Jorge Camacho (writer) explained

Jorge Camacho Cordón (born 18 November 1966, Zafra) is a writer in Esperanto and Spanish.

Camacho was born in Zafra, Spain and learned Esperanto in 1980. He was a member of the Academy of Esperanto from 1992 until 2001. Since 1995 he has worked in Brussels as an interpreter for the European Union from English and Finnish into Spanish.

Camacho was elected to the Academy of Esperanto in 1992, but on 15 August 2001 he announced his resignation due to disappointment with the Esperanto movement. However, he remains active in Esperanto and continues to review literary works.

Works

Camacho became famous for his poems and short stories in the late 1980s, for which he received several prizes in the Belartaj Konkursoj de UEA. In 1992 he won the Grabowski Prize, a prize for young authors writing in Esperanto. The prize is named after Antoni Grabowski.

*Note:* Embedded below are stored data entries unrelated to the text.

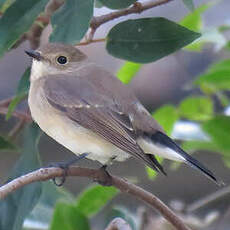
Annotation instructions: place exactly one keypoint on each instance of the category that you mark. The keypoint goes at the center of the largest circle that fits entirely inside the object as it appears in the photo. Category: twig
(136, 8)
(124, 186)
(92, 41)
(118, 224)
(208, 199)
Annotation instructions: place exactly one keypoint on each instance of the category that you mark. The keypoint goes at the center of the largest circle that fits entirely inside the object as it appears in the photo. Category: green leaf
(16, 206)
(128, 71)
(221, 65)
(189, 4)
(43, 211)
(192, 146)
(193, 21)
(2, 2)
(196, 108)
(218, 129)
(93, 199)
(117, 4)
(6, 145)
(147, 39)
(71, 21)
(217, 80)
(17, 20)
(166, 115)
(68, 217)
(125, 214)
(21, 93)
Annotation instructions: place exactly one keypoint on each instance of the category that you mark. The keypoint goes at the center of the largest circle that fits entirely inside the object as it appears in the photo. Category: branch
(124, 186)
(136, 8)
(21, 115)
(118, 224)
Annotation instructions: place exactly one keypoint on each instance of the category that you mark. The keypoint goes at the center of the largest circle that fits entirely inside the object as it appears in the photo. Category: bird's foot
(105, 178)
(65, 166)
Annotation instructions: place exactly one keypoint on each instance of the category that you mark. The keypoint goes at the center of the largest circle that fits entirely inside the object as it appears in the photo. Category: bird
(87, 109)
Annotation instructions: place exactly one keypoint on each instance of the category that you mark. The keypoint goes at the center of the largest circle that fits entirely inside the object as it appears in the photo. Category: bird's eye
(62, 60)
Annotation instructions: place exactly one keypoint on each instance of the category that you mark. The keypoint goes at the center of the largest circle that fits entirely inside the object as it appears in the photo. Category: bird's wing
(88, 106)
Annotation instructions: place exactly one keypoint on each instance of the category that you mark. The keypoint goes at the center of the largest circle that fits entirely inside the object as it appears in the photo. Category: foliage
(138, 41)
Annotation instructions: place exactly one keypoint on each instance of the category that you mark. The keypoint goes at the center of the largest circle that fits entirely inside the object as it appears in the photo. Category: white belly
(69, 134)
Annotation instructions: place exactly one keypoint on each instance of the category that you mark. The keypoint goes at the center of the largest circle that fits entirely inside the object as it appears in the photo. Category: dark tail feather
(164, 140)
(156, 163)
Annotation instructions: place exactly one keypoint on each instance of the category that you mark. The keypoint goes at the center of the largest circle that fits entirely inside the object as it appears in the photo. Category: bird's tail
(163, 140)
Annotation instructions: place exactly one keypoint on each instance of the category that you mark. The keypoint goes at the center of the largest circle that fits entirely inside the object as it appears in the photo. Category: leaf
(196, 108)
(6, 145)
(17, 20)
(117, 4)
(218, 80)
(166, 116)
(189, 4)
(16, 206)
(71, 21)
(125, 214)
(221, 65)
(147, 39)
(21, 93)
(68, 217)
(43, 211)
(93, 199)
(218, 129)
(192, 146)
(193, 21)
(128, 71)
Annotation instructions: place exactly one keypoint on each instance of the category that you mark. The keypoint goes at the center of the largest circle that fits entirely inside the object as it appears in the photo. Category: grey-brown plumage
(80, 99)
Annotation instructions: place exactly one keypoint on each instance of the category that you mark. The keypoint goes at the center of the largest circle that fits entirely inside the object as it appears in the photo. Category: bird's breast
(68, 133)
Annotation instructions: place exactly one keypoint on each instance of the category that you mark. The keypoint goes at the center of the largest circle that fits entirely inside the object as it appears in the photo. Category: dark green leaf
(117, 4)
(68, 217)
(6, 145)
(71, 21)
(22, 91)
(218, 129)
(147, 39)
(93, 199)
(196, 108)
(166, 116)
(128, 71)
(218, 80)
(15, 207)
(17, 20)
(2, 2)
(189, 4)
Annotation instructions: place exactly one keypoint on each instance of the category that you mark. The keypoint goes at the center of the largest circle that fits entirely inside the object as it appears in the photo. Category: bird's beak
(34, 54)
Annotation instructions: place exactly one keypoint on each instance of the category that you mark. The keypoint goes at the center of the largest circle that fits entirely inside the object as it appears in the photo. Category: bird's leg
(65, 166)
(105, 178)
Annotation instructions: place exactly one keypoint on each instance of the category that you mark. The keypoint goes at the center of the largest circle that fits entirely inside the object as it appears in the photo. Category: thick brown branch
(136, 8)
(118, 224)
(124, 186)
(21, 115)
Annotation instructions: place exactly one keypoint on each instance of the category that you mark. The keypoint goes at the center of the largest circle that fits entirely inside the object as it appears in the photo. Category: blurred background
(165, 81)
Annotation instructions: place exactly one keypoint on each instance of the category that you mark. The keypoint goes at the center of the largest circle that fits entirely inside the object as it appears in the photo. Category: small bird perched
(88, 110)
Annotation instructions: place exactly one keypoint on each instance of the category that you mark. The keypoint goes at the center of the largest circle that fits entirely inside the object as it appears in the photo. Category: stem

Camacho was in the early 1990s considered a member of the so-called Ibera Skolo ("Iberian School") of Esperanto writers along with three other inhabitants of the Iberian peninsula.

In the 1990s, Camacho began to publicly oppose Giorgio Silfer for his interpretation of the political view "Raumism". He wrote La Majstro kaj Martinelli ("The Master and Martinelli"), a biting satire of Silfer (inspired by the similarly titled novel of Mikhail Bulgakov), and criticised his ideology in La liturgio de la foiro ("The Liturgy of the Fair").

Poetry in Esperanto

Poetry in Spanish

Editorial work

Until December 2014 Jorge Camacho was editor-in-chief of the literary almanac Beletra Almanako, which was first issued in the autumn of 2007.